There has been a significant progress in reducing the prevalence of P.falciparum over the past decade, especially in Africa. A review by Rijken et al. [24] investigated malaria in pregnancy in the Asia–Pacific region. They found that malaria in pregnancy in this region contrasts with that in Africa because many women are at risk in highly heterogeneous transmission settings. Most of the pregnant women had little or no background immunity to malaria, so each infection is potentially fatal to the women and their fetuses. Moreover, they found that the prevalence of reduced birth weight of newborns was similar to that recorded in Africa, but effects of symptomatic malaria during pregnancy seemed to be more prominent in the Asia–Pacific region compared to Africa. Most pregnant women who live in the Asia–Pacific region are at risk for infection with Plasmodium vivax, but prevention of malaria during pregnancy is not emphasized in national guidelines in the Asia–Pacific region as it is in sub-Saharan Africa. In line with this, the WHO recommendation for interventions for the control of malaria during pregnancy are mostly based on findings from sub-Saharan Africa. Based on this, several studies should examine malaria during pregnancy and make strategies to prevent malaria infection during the pregnancy for the Asia–Pacific region as well.

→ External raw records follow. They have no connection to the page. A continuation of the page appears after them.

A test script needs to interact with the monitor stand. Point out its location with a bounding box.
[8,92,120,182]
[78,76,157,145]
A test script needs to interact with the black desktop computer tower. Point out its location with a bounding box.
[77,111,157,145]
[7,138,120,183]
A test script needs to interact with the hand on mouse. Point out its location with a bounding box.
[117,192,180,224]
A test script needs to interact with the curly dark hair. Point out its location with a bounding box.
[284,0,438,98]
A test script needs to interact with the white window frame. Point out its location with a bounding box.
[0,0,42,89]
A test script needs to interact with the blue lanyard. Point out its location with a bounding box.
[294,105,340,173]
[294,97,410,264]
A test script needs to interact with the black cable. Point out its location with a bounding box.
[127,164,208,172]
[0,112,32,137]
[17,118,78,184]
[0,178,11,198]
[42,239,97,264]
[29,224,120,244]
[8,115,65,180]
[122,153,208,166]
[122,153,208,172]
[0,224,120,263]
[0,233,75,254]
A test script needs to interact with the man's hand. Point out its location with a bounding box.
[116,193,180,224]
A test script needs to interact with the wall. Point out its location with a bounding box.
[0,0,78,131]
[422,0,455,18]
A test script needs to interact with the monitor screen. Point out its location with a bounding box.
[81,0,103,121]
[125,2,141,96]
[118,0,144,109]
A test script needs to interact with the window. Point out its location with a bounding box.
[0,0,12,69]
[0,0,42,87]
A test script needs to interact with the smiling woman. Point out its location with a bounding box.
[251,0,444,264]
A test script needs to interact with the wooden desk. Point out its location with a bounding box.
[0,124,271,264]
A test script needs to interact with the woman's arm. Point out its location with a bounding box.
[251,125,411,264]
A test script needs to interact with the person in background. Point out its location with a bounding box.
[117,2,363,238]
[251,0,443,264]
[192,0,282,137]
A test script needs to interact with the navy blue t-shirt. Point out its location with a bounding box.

The aim was to summarize data collected during the past 20 years (i.e. in the period after the WHO recommended to use IPTp-SP) on the relationship between pregnancy and malaria with focus on LBW infants in Eastern Africa in the form of a topical review to provide and facilitate such information to relevant stake-holders (e.g. the pregnant women, health-staff and policy-makers). There are some limitation to this approach, e.g. there are several challenges in measuring the prevalence of LBW because many infants in LMICs are not weighed at birth, some are misclassified and the quality of data-reporting varies [5]. In addition, estimates of LBW in LMICs are mainly based on data compiled from health facilities, but these may be under-estimates because some newborns are delivered at home, in particular those of poor households [25]. Moreover, any heterogeneity among the selected studies was not quantified, or of any confounding factors. Furthermore, there might be differences among the studies regarding the diagnosis of malaria in pregnancy. The possible impact on seasonal variations, e.g. related to climate, was not included.

Conclusion

This topical review reports that among pregnant women in sub-Saharan Africa, three or more doses IPTp-SP were associated with a decreased risk of LBW and an increased birth weight compared to the standard 2-dose regimen. These studies provide support for the current WHO recommendation to provide at least three doses of IPTp-SP during pregnancy. Some studies concluded that SP may no longer protect against the risk of LBW in those areas of high-level resistance in Africa. Future studies should thus monitor the SP-resistance to guide the use of IPTp-SP. Women who did not use mosquito prevention methods such as bed nets had higher risk of submicroscopic placental malaria. Based on these results, one should continue to advice pregnant women in East Africa (and probably also in other areas with endemic malaria) should use bed nets or other mosquito prevention methods to decrease the risk of submicroscopic malaria.